Writers & Lovers(33)



Oscar is studying me. He’s making decisions already. I can feel this. Between our call and today he talked himself out of me, and now he is coming back around. I squat there and think about how you get trained early on as a woman to perceive how others are perceiving you, at the great expense of what you yourself are feeling about them. Sometimes you mix the two up in a terrible tangle that’s hard to unravel.

Bob bolts toward me. Oscar, holding the other end of the leash, gets yanked along. I let Bob snuffle in my ear. I stand, and we start walking.

‘So,’ Oscar says.

‘So.’ I look at him. He’s not a tall man, and our gaze is nearly level. I’m not used to that.

‘Here we are.’ His eyes are even lighter today, with dark rims. ‘Walking Bob.’

The dog is on the scent of something now, head sunk between his shoulder blades, nose skimming a quarter inch above the asphalt. Oscar examines me as we walk. He’s much looser than he was with the kids or at the signing table. He’s looking at me with mirth, as if I’m already saying something funny, as if we have a history of little jokes between us.

‘Just so you know, I’m a bit scared of trees,’ he says.

There are trees everywhere. It’s an arboretum. They all have small brass name tags nailed into them. We’re in the maple grove: Korean maple, fullmoon maple, painted maple. ‘Is this some kind of exposure therapy?’

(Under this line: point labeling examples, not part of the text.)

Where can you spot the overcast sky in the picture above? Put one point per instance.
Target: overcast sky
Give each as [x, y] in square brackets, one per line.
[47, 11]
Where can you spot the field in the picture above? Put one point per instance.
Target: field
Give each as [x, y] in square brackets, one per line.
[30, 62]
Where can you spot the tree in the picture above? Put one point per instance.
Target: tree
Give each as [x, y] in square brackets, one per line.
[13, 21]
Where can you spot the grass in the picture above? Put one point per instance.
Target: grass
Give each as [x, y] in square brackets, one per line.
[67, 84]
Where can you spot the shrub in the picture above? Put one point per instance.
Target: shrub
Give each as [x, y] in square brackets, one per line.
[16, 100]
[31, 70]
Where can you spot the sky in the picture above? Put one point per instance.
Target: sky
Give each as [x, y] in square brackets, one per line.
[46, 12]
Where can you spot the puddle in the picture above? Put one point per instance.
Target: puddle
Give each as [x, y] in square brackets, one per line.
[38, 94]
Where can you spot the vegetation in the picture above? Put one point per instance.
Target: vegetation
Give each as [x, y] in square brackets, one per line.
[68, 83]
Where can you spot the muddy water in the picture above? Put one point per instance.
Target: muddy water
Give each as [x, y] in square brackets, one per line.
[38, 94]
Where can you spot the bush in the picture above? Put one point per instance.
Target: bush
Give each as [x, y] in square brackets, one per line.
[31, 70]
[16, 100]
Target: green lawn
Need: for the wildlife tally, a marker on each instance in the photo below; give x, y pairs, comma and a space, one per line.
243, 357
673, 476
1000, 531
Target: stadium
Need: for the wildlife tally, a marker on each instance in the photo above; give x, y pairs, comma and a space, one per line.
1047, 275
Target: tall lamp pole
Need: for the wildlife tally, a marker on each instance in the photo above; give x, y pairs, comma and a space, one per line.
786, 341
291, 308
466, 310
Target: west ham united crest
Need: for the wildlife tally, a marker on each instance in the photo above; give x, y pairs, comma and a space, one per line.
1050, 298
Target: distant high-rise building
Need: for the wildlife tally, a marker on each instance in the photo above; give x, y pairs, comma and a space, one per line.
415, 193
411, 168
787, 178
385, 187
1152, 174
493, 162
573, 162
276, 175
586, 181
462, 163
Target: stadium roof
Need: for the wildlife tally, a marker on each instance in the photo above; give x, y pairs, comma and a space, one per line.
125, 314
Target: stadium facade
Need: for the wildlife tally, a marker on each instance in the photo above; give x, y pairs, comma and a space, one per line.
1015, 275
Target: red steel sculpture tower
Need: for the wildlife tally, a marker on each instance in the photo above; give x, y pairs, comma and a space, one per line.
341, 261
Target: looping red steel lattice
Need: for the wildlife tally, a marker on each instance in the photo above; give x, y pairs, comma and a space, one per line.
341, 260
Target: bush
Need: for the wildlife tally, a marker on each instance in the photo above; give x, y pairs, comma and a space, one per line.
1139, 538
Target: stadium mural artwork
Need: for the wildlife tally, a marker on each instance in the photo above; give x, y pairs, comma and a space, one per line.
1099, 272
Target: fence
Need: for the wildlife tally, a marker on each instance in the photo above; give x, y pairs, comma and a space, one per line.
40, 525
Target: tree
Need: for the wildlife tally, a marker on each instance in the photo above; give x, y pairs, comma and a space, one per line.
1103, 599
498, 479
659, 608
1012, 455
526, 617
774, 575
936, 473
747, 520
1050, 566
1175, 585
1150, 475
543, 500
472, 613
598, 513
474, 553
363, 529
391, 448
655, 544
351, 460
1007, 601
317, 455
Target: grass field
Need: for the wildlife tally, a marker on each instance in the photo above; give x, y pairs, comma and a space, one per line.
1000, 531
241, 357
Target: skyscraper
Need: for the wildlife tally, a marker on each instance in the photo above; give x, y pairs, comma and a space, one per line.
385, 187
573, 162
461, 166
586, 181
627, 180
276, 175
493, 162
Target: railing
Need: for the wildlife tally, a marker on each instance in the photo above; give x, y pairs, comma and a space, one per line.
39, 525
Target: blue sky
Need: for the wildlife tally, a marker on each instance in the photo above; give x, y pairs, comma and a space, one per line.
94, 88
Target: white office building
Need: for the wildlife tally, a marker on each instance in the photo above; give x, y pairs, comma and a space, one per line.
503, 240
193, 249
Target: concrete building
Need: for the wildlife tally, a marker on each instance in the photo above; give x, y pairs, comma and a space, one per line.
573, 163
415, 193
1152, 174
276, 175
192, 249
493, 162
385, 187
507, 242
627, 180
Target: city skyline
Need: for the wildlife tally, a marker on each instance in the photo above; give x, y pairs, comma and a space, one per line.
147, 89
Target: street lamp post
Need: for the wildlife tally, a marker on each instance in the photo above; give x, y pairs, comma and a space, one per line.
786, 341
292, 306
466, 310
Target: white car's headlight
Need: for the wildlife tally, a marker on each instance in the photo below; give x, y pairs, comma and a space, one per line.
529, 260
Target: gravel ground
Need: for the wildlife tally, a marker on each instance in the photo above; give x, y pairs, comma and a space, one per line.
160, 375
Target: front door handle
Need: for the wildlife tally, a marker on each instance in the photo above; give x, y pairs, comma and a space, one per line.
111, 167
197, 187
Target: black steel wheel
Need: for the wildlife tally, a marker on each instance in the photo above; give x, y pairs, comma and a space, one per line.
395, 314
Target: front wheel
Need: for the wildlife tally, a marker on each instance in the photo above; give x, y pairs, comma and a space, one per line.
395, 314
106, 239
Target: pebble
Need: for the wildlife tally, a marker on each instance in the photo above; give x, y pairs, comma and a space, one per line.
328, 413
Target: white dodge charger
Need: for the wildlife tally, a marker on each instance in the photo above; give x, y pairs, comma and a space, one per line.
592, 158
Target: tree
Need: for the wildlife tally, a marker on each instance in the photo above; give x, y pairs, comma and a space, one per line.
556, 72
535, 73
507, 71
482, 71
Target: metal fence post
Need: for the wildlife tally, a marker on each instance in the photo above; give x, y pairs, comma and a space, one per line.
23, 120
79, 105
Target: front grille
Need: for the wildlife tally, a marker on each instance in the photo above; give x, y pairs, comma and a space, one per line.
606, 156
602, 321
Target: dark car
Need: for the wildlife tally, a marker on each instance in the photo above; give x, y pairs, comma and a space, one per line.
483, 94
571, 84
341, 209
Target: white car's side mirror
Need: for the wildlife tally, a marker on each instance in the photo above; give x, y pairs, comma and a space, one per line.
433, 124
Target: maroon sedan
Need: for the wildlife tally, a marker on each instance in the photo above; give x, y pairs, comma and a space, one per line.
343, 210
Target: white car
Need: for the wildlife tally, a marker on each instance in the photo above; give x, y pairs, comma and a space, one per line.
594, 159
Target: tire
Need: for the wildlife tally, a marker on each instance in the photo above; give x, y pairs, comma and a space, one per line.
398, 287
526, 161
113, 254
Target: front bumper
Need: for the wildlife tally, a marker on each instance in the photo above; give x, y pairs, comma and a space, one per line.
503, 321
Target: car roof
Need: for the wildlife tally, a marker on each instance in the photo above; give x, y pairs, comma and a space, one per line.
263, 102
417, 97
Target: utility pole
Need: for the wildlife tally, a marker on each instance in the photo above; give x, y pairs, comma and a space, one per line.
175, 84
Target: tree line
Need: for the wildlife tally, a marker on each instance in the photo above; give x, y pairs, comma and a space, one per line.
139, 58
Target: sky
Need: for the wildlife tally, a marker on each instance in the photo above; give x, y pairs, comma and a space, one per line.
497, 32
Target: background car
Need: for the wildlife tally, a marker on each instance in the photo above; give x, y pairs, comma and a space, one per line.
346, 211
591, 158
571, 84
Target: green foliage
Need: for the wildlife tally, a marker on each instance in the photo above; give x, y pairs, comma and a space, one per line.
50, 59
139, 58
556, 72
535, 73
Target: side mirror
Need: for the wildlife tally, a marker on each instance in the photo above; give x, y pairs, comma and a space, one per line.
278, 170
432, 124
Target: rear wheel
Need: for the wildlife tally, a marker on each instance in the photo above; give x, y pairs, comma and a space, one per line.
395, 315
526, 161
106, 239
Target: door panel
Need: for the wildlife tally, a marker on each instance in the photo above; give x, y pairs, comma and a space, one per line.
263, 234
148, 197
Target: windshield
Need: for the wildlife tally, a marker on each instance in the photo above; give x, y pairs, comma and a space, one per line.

‘It’s the holes in the trees, mostly. One time when I was a kid I was sitting on the limb of an oak and I see this hole and I peer in and next thing I know I’m on the ground. Just bam. I peer in’—he makes his face like Jasper’s—‘and then I’m staring straight up at the sky and my mother is screaming from the house. She’s not running toward me or anything. She’s just screaming.’

‘What happened?’

‘An owl sank his beak into my forehead.’ He stops to show me. There’s a deep divot just below his hairline.

‘Jesus.’

He smiles when I touch it.

We start walking again.

‘Casey what?’ he says.

‘Peabody.’

‘Ah. Very quaint,’ he says. ‘Very Mayflower. Peabody. It’s one of those names that happens at the front of your mouth. Peabody.’ He says it fast, exaggerating the popping sounds. ‘As opposed to Kolton, which happens all in the back.’

I say both names and laugh. He’s right.

He tells me he and his sons have a running list of place names like that, words that pop from your lips. He says some of them: Pepperell, Biddeford, Mattapoisett, Cinnabon.

‘Surely you don’t let them eat Cinnabons.’

‘What do you mean?’

I imitate his growl: ‘No chocolate! As you put three packs of sugar in your coffee.’

He laughs. ‘Who are you? Where did you come from?’

‘You’ve seen me before. Or I’ve seen you.’

‘Where?’

‘At your book party. On Avon Hill.’

‘This summer?’

I nod.

‘You weren’t there.’

‘I was.’

‘I would have noticed, believe me.’

‘I was there. Fancy house. Mansard roof. You were in the dining room, signing books.’

‘Did Iris cater that party?’

‘I wasn’t working. I was with my friend Muriel.’

‘Muriel. Muriel Becker?’

I nod.

‘She’s a friend of yours?’

‘Basically my only friend here. Aside from Harry.’

‘Harry from the phone?’

‘Uh-huh.’

He squints. ‘You and Muriel are friends. Yeah, okay, I can see that. She’s a good writer.’

‘I know.’

He stops walking. ‘Are you a writer?’

I suspected this might throw him off. ‘I’m a waitress.’

‘You’re a writer.’ He’s really not pleased by this. He tips his head back. ‘First woman who doesn’t make my skin crawl and she’s a writer.’

‘Guess you have a problem with that.’

‘I don’t date writers.’

‘Who says this is a date?’

‘This is a date. This is my first date in a very long time. Please don’t say it’s not a date.’

Bob chooses this moment to put his hind legs though his front legs and produce a soft tan coil of poop at the base of a Japanese lilac. Oscar pulls out a plastic bag from his pocket. He sticks his hand in it, grabs the pile, turns the bag inside out, and knots it twice. He crosses the path to toss it in a trash can and comes back. ‘Is that why you’re here? Is that why you were all flirty at the restaurant with me?’

‘Flirty? With you? With the grumpy dad who can’t make eye contact?’

He smirks very slightly.

‘I liked your boys, not you. I wouldn’t say I was flirting with them, but their concern for you touched me. John was trying so hard to make it a special day.’

He nods. An off-leash dalmatian runs up to Bob’s bum and sniffs and prances off. Oscar wipes his nose with the back of his hand. ‘You know then, about their mom.’